AKP bizzat kendi eliyle yapmış olduğu darbe ittifakından kaynaklı gelinen aşamada mevcut yetkilerinin hemen hemen hepsini askere devretmektedir.
EMASYA Protokolü, daha ağırlaştırılmış hâliyle geri getirildi. AKP sırf istedikleri yerine gelsin diye mevcut uygulamış olduğu bu politikalar sonucunda elini vermiş, şimdi de kolunu kaptırmıştır.
ADALET BAKANI BEKİR BOZDAĞ: ASKERE HUKUKİ HİMAYE
Bu EMASYA falan değildir. Terörle mücadelede silahlı kuvvetleri Bakanlar Kurulu görevlendirdiği zaman nerede görevlendirdiğini yazacak.
Ne kadar süre ile görevlendirdiğini yazacak. Bu hukuki himaye terörle mücadele için görevlendirilen yerlerle sınırlı olacak ve görevlendirilen süre kadar olacak.

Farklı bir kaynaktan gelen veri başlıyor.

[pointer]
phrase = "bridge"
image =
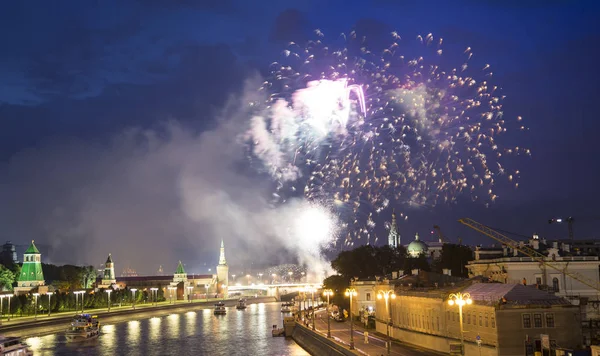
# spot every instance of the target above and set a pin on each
(275, 290)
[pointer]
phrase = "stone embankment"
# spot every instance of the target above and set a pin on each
(59, 323)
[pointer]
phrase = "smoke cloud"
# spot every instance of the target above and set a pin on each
(155, 196)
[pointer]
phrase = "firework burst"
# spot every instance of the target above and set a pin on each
(363, 130)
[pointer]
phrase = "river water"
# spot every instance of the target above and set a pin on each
(240, 332)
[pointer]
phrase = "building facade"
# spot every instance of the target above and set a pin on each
(502, 317)
(31, 277)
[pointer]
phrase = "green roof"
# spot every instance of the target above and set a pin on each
(32, 249)
(180, 269)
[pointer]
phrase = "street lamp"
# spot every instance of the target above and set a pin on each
(460, 299)
(351, 292)
(35, 295)
(328, 293)
(1, 307)
(171, 294)
(49, 300)
(190, 293)
(133, 290)
(8, 311)
(108, 291)
(387, 295)
(154, 292)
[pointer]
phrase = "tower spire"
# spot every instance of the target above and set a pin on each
(394, 236)
(222, 260)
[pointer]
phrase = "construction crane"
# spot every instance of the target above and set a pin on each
(569, 222)
(536, 256)
(439, 232)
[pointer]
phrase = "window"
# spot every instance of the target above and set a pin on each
(555, 284)
(549, 320)
(537, 320)
(527, 321)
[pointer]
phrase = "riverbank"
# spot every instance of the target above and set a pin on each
(57, 323)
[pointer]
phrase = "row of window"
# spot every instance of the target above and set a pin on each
(537, 320)
(471, 318)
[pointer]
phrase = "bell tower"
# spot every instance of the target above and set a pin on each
(223, 271)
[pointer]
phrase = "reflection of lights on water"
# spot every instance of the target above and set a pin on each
(34, 342)
(155, 328)
(173, 323)
(107, 337)
(133, 328)
(190, 326)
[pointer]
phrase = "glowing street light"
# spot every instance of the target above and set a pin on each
(328, 293)
(171, 289)
(387, 295)
(1, 307)
(460, 299)
(351, 292)
(108, 291)
(133, 290)
(154, 295)
(49, 300)
(190, 293)
(8, 311)
(35, 295)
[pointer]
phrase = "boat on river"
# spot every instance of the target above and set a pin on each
(83, 327)
(287, 307)
(220, 309)
(13, 346)
(241, 304)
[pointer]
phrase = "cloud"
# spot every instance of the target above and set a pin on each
(154, 196)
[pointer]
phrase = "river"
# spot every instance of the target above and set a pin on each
(240, 332)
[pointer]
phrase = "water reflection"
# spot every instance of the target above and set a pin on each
(190, 323)
(173, 326)
(239, 332)
(155, 328)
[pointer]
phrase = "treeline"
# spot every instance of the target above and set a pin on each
(24, 305)
(368, 262)
(67, 277)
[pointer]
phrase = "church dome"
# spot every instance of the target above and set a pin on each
(417, 247)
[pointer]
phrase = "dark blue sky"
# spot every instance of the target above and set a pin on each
(77, 74)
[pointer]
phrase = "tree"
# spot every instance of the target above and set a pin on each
(454, 257)
(338, 285)
(7, 278)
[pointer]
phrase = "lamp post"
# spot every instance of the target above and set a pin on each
(1, 307)
(133, 290)
(190, 293)
(35, 295)
(387, 295)
(351, 292)
(328, 293)
(154, 295)
(460, 299)
(49, 302)
(108, 291)
(8, 311)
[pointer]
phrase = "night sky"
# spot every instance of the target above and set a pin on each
(112, 134)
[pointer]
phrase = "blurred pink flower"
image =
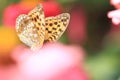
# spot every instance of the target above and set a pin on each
(51, 8)
(115, 16)
(115, 3)
(51, 62)
(77, 27)
(11, 12)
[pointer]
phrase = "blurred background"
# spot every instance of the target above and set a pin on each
(89, 28)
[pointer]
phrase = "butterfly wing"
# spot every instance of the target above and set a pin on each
(31, 27)
(55, 26)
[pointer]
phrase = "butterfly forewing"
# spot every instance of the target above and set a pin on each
(31, 29)
(55, 26)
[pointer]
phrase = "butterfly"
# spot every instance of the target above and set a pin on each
(34, 29)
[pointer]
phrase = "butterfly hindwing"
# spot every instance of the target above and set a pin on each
(55, 26)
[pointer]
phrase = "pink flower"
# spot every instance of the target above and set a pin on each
(51, 62)
(115, 16)
(51, 8)
(115, 3)
(77, 27)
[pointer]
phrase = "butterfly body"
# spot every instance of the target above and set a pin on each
(33, 29)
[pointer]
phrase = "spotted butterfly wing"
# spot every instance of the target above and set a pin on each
(31, 28)
(55, 26)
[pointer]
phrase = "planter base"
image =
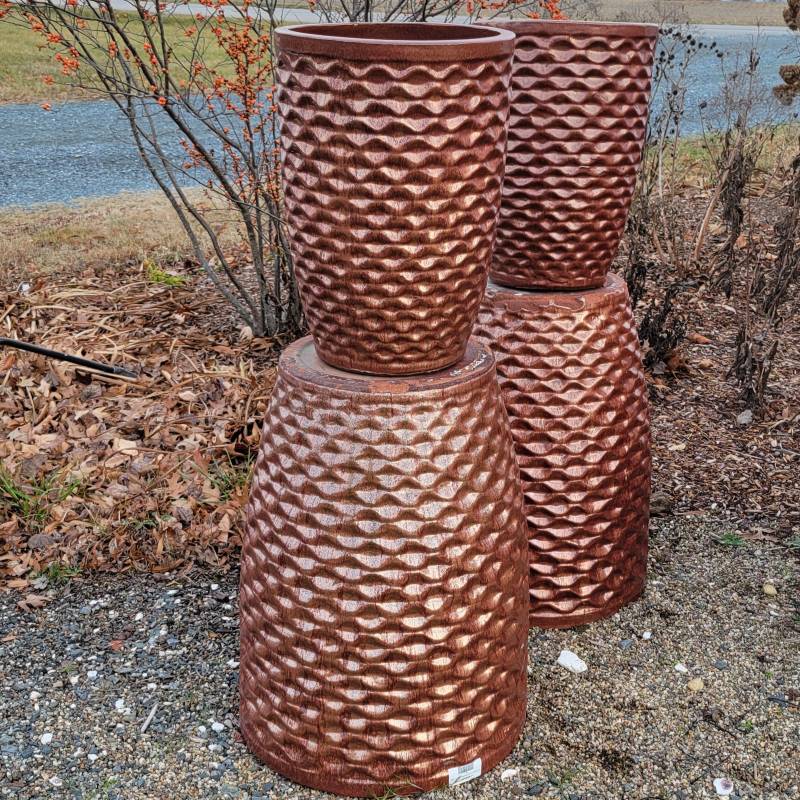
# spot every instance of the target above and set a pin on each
(384, 582)
(572, 381)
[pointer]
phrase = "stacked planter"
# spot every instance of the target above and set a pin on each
(384, 582)
(561, 328)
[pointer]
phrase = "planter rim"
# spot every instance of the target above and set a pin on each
(396, 41)
(636, 29)
(576, 299)
(300, 362)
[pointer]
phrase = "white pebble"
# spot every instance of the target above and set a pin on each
(508, 774)
(570, 661)
(723, 787)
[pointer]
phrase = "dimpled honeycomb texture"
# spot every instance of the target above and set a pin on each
(383, 586)
(572, 381)
(577, 124)
(392, 174)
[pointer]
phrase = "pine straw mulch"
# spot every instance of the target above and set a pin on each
(705, 459)
(113, 474)
(101, 473)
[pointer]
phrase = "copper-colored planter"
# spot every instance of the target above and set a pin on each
(384, 583)
(579, 100)
(393, 140)
(572, 381)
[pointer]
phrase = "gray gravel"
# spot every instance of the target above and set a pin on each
(80, 678)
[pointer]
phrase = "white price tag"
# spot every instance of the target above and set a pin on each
(464, 773)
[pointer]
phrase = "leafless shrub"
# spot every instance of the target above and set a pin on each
(658, 238)
(759, 336)
(748, 125)
(199, 109)
(662, 328)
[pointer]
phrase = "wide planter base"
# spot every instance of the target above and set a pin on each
(384, 577)
(571, 376)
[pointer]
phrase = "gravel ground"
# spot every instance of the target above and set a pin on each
(81, 678)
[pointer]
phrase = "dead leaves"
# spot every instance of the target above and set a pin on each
(125, 474)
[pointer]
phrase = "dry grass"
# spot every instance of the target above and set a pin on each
(25, 61)
(124, 229)
(708, 12)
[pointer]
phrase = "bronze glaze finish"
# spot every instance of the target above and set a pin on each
(572, 381)
(393, 140)
(384, 581)
(579, 99)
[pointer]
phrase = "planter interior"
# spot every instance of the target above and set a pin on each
(571, 377)
(393, 152)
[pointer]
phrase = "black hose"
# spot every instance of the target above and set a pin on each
(81, 362)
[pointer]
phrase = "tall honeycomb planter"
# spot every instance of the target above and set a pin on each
(393, 139)
(571, 377)
(579, 103)
(384, 585)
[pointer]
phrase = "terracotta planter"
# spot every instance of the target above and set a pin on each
(571, 377)
(579, 100)
(384, 583)
(393, 140)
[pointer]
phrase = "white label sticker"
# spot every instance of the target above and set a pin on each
(465, 773)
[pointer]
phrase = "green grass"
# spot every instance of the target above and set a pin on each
(228, 476)
(156, 275)
(31, 502)
(25, 59)
(58, 574)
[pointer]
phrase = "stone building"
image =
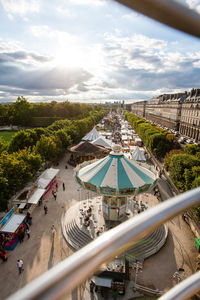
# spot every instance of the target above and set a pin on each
(190, 115)
(179, 112)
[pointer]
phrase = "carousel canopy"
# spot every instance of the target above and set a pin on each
(92, 135)
(138, 154)
(115, 175)
(86, 148)
(101, 141)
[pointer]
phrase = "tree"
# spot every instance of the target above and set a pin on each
(191, 149)
(169, 155)
(22, 139)
(64, 138)
(178, 164)
(3, 145)
(47, 148)
(4, 191)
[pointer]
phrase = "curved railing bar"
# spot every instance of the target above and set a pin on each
(185, 289)
(169, 12)
(69, 273)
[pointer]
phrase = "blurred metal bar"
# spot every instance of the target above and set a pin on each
(169, 12)
(68, 274)
(185, 289)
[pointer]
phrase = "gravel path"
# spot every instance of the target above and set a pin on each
(40, 254)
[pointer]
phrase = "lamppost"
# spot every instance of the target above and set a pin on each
(137, 266)
(178, 275)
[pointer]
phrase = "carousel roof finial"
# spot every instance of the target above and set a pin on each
(116, 150)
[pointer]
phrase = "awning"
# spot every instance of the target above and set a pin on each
(13, 223)
(100, 281)
(36, 196)
(46, 177)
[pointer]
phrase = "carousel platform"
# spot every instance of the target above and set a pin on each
(84, 222)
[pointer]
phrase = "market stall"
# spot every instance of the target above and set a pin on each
(85, 151)
(10, 226)
(36, 196)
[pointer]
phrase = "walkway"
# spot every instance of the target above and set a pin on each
(40, 254)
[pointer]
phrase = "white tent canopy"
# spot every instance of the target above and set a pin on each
(46, 177)
(101, 141)
(13, 223)
(138, 154)
(36, 196)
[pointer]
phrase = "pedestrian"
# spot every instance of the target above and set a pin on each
(45, 209)
(55, 195)
(20, 265)
(28, 232)
(92, 285)
(115, 293)
(53, 231)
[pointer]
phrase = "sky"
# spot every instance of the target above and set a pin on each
(91, 51)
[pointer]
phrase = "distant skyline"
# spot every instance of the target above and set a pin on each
(91, 51)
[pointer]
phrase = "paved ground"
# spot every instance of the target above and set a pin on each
(39, 254)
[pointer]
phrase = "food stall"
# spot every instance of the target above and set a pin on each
(47, 179)
(9, 227)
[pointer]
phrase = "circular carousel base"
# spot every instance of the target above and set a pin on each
(78, 233)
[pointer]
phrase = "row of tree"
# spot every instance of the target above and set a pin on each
(24, 113)
(24, 155)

MİLLİ SAVUNMA BAKANI FİKRİ IŞIK: EMASYA İLE ALAKASI YOK
EMASYA Protokolü’nde daha önce il valilerinin talepleri oluyordu, o taleplerden sonra büyük oranda yetki askerî kademedeydi.
Şimdi, sadece operasyonun icrası yetkisi askerî kademededir. Onun dışındaki her türlü yetki yine sivil otoritededir.
Bu getirilen düzenlemenin, EMASYA’yla uzaktan, yakından alakası yok.